A lack of renewable resources has also posed challenges for Bangladesh, according to Summit Power International, the Singapore-based holding company of Bangladeshi conglomerate Summit Group. Wu Yan Bin, the company's CFO, also spoke with Nikkei at the energy event.
"Land acquisition [for solar energy] can be quite a nightmare because 170 million people are packed in a small country, of which some of the areas can get flooded," said Wu. The monsoon period stretches to nearly six months in Bangladesh, which limits the amount of sun it gets.
Summit Power's energy portfolio consists of two-thirds gas and the rest oil. It plans to shift to a less carbon-intensive portfolio by increasing the number of gas plants that operate more efficiently and emit less carbon. But it has encountered "some resistance from financiers" in the past few years on funding gas-related activities, Wu said.
Rapidly growing South Asian country Bangladesh depended on fossil fuels for 98% of its electricity generation in 2022, while solar and wind energy accounted for just 1%, according to climate think tank Ember.
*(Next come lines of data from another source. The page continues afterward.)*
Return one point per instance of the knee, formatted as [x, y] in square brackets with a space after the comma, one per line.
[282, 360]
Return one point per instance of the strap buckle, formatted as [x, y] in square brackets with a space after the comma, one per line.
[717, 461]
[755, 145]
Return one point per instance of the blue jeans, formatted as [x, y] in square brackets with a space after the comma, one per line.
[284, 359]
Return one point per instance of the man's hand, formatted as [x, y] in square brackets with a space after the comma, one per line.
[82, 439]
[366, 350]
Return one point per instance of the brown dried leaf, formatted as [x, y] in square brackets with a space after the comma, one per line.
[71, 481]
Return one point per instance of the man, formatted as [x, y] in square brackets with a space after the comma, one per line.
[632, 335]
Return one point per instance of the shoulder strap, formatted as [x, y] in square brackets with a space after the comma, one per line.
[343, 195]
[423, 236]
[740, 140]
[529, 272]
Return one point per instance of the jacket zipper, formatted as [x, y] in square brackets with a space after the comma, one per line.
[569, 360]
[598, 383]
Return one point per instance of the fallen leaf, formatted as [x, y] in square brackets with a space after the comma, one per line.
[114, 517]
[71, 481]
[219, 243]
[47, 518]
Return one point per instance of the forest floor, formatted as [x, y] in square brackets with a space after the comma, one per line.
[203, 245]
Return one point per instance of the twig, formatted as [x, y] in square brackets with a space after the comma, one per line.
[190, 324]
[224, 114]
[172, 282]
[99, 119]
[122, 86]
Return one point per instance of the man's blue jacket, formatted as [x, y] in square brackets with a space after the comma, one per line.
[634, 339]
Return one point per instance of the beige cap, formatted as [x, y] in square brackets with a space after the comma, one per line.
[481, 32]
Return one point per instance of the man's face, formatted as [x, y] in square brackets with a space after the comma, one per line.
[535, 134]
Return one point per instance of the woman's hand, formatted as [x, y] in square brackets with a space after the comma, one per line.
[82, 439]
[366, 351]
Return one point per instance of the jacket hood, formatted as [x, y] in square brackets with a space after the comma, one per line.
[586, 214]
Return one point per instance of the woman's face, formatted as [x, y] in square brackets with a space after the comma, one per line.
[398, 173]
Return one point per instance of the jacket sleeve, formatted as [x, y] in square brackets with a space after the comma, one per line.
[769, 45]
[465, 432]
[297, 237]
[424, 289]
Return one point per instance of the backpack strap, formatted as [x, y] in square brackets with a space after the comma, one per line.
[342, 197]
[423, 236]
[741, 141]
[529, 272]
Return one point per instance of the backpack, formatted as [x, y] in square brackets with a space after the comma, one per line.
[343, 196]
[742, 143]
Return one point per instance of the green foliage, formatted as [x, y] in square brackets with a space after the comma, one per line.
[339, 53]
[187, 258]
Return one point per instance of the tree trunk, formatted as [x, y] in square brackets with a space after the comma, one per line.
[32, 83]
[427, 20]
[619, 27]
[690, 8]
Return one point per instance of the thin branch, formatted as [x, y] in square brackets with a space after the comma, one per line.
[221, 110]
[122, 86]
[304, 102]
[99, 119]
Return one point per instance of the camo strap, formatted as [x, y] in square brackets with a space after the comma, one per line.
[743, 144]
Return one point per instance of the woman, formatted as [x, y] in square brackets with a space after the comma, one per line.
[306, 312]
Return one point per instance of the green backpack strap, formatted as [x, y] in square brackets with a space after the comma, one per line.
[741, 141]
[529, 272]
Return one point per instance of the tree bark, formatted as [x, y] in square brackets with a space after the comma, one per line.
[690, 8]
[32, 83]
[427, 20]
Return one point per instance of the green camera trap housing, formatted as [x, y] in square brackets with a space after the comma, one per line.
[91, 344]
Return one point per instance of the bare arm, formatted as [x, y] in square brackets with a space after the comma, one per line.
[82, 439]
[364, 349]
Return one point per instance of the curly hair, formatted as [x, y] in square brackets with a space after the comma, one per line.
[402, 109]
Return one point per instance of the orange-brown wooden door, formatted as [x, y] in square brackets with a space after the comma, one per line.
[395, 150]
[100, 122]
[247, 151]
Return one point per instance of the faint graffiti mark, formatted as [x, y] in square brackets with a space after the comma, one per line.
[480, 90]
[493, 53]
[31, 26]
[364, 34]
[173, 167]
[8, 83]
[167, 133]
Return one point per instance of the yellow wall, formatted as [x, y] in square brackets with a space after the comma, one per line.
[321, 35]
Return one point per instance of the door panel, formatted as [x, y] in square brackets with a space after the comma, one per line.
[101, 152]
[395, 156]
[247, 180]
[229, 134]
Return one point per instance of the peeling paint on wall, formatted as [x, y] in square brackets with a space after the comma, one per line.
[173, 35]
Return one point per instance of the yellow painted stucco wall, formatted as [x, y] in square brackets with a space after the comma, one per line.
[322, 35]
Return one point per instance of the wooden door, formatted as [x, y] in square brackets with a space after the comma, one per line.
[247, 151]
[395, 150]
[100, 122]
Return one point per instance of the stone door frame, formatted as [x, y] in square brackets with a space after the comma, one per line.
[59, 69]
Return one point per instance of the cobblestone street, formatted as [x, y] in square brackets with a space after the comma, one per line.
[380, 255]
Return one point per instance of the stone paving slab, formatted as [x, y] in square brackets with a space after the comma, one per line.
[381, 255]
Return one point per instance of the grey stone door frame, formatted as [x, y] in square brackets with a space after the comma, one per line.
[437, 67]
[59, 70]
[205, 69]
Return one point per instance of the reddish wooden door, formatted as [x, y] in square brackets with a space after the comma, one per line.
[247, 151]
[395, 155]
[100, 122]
For such resource-poor countries, "one of the key limbs of decarbonization should be the replacement of some of the more polluting sources [like oil, coal] with gas," according to Wu.
Efforts to define which technologies should be promoted as contributing to the energy transition and be eligible for finance are gaining pace among countries, such as Japan, regional blocs like the EU and ASEAN and other international organizations. But taxonomies differ due to national interests and regional circumstances, meaning a clear standard has yet to emerge.
"Bangladesh is still highly dependent on foreign investment flows, so it's inevitable that we have to rely on the definitions of international financiers," said Wu. "But we also hope to urge them to really consider gas and consider the development stage and local conditions of Bangladesh and Asia ... Gas is a very critical transition fuel for the country and should also be regarded as bankable."